Turning Point USA and its activist wing, Turning Point Action, filed a federal lawsuit against Mayes on Feb. 21 to squash a warrant for “all data” from four of Bowyer’s email accounts, all of which are hosted by Google. The warrant specifically demands emails, chat logs, geolocation data and Google Drive files from November 2020 through January 2021. A Maricopa County Superior Court judge signed off on the warrant on Nov. 6 of last year.
Phoenix New Times requested a comment from Turning Point’s lawyer, right-wing attorney Dennis Wilenchik, and also attempted to reach Bowyer at three of the email addresses listed in the warrant. (The fourth was redacted.) They have not responded. A spokesperson for Mayes’ office declined to comment on the lawsuit.
A grand jury indicted Bowyer and 10 other “fake electors” in April 2024. After Joe Biden defeated Donald Trump in the 2020 election, Bowyer and the others signed a document declaring themselves “the duly elected and qualified electors for President and Vice President of the United States of America.” They now face a litany of charges, including six counts of forgery and one count each of conspiracy, fraudulent schemes and artifices, and fraudulent schemes and practices.
Turning Point’s lawsuit attempts to draw a distinction between Bowyer’s actions as a fake elector and his actions as the former chief operating officer at Turning Point USA and the current COO of Turning Point Action. The suit admits that Bowyer “served as one of the ‘Republican electors’” in 2020 but notes that “he did so in connection with his role with the Arizonan Republican Party.” By contrast, the suit says, “Turning Point is not alleged to have been — and was not — involved” in the fake electors plot.
The Washington Post reported that Turning Point Action “arranged for seven buses to take 350 activists from several states to D.C. for the Jan. 6, 2021, rally near the White House.” A spokesperson for Turning Point said the group’s Jan. 6 involvement was limited to Trump’s speech.

A judge granted Arizona Attorney General Kris Mayes a warrant to obtain three months' worth of Tyler Bowyer's emails.
Kevin Hurley
Fourth Amendment violation?
Allowing Mayes to rifle through three months' worth of Bowyer's data, the suit says, would violate his Fourth Amendment rights against unreasonable search and seizure. The suit argues that the emails were used “to engage in confidential and privileged communications with Turning Point’s lawyers and communications with and about Turning Point’s donors (some of whom are not subject to public disclosure requirements).” Executing the warrant would also expose Turning Points financial information, operations and “social welfare advocacy and political strategy.”Of course, determining whether Bowyer used his two Turning Point emails to discuss or plan the fake electors scheme is the purpose of the warrant. Though the lawsuit attempts to sidestep the merits of the fake electors case — “Turning Point recognizes that the justice of that indictment is the question for another day and another forum,” it reads — it also dismisses Mayes’ interest in Bowyer’s emails as politically driven.

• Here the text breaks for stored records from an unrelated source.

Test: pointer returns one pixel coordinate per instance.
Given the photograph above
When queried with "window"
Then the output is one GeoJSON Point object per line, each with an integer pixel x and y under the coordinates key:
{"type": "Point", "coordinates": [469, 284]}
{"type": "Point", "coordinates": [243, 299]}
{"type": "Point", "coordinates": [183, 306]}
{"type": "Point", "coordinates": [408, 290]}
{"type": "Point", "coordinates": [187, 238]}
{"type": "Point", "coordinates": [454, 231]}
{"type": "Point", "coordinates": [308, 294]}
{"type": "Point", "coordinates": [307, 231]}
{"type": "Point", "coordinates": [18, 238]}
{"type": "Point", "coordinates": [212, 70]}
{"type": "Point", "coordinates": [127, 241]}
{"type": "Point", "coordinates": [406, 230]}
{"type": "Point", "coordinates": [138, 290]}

“Mayes is an Arizona state public official and politician whose antipathy towards the actions of President Trump and his administration to return the country to fiscal responsibility and limited government is well-documented,” the lawsuit reads.
The lawsuit cites a YouTube video related to Trump’s second term, though Trump was not indicted in the fake electors scheme. The warrant for Bowyer’s data was also granted months before Trump took office for his second term and before Mayes’ office filed a series of lawsuits against his administration.
Turning Point’s suit asks a federal judge to declare the warrant unlawful, in part because more than five days have passed since it was issued. (Though it’s not clear that the warrant hasn’t already been executed.) In lieu of that, the suit asks a judge to require both sides to establish a process for reviewing the files in question to determine probable cause and to weed out material protected by attorney-client privilege.